People who elevate the intensity, duration and frequency of their workouts improve VO2 max. The 14th National Senior Games had 4,200 participants who had qualified in regional trials. Their average chronological age was 68, but when they used a calculator to estimate their biological age, https://www.worldfitnesslevel.org/#/ it came up with 43 — more than two decades younger!

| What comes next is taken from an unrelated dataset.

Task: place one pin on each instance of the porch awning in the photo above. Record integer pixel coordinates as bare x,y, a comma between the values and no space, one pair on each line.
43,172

If you’d like to push yourself to become a superager, or just more mentally and physically fit, here are five things you can do:

  1. Stay positive. From the time we are young, we are learning stereotypes about aging. As we become seniors these are having a negative effect on our health, according to Elissa Epel of the Aging, Metabolism and Emotions Center at the University of California San Francisco. Stress accompanied by a negative mindset can cause cell damage that accelerates the aging process. 
  2. Make and keep friends. Friendships keep loneliness and isolation at bay, whether you enjoy a wide array of acquaintances or just a few close relationships. “Individuals who are free of dementia, free of cognitive problems, and really thriving in their community as well” have “stronger positive relationships with others,” according to Emily Rogalski of the Department of Psychiatry and Behavioral Sciences at Northwestern University’s Feinberg School of Medicine.
  3. Take your exercise up a notch. Unless you are in phenomenal shape, you can benefit by ratcheting up the intensity, duration and frequency of your workouts. What workouts, you say? Start with a walk around the block and build up from there. Everyone is starting from a different point; the goal is to eventually sweat and breathe heavily for 20 to 40 minutes, several days a week. Something is always better than nothing. Research by Money Talks News shows that aerobic exercise and resistance training improve brain function regardless of how often you do them, and obesity has the opposite outcome.
  4. Meditate. Telomeres, the caps of chromosomes, shorten as we age. When this shortening happens in midlife, it’s predictive of dementia, some cancers, early-onset heart disease, and other age-related diseases. Epel and her fellow researchers conducted research on more than two dozen people who they sent to a month-long intensive meditation retreat. The study showed that, “At the end of the retreat, the participants’ telomere length had increased significantly, and participants with the highest initial levels of anxiety and depression showed the most dramatic changes over the course of the study.”
  5. Learn a new skill. Commit to a new hobby, learn a new language or take an online class, the more difficult the better. In fact, try your hand at computer gaming; research shows it’s good for you! Reading and writing are associated with memory preservation, and so are solving word and number puzzles. If you normally go for word puzzles, try sudoku. The reverse is true, too. Push yourself to go out of your comfort zone.

“As we get older, when we see declines in memory and other skills, people tend to think that’s part of normal aging,” says a researcher in the UCSF blog post. “It’s not. It doesn’t have to be that way.”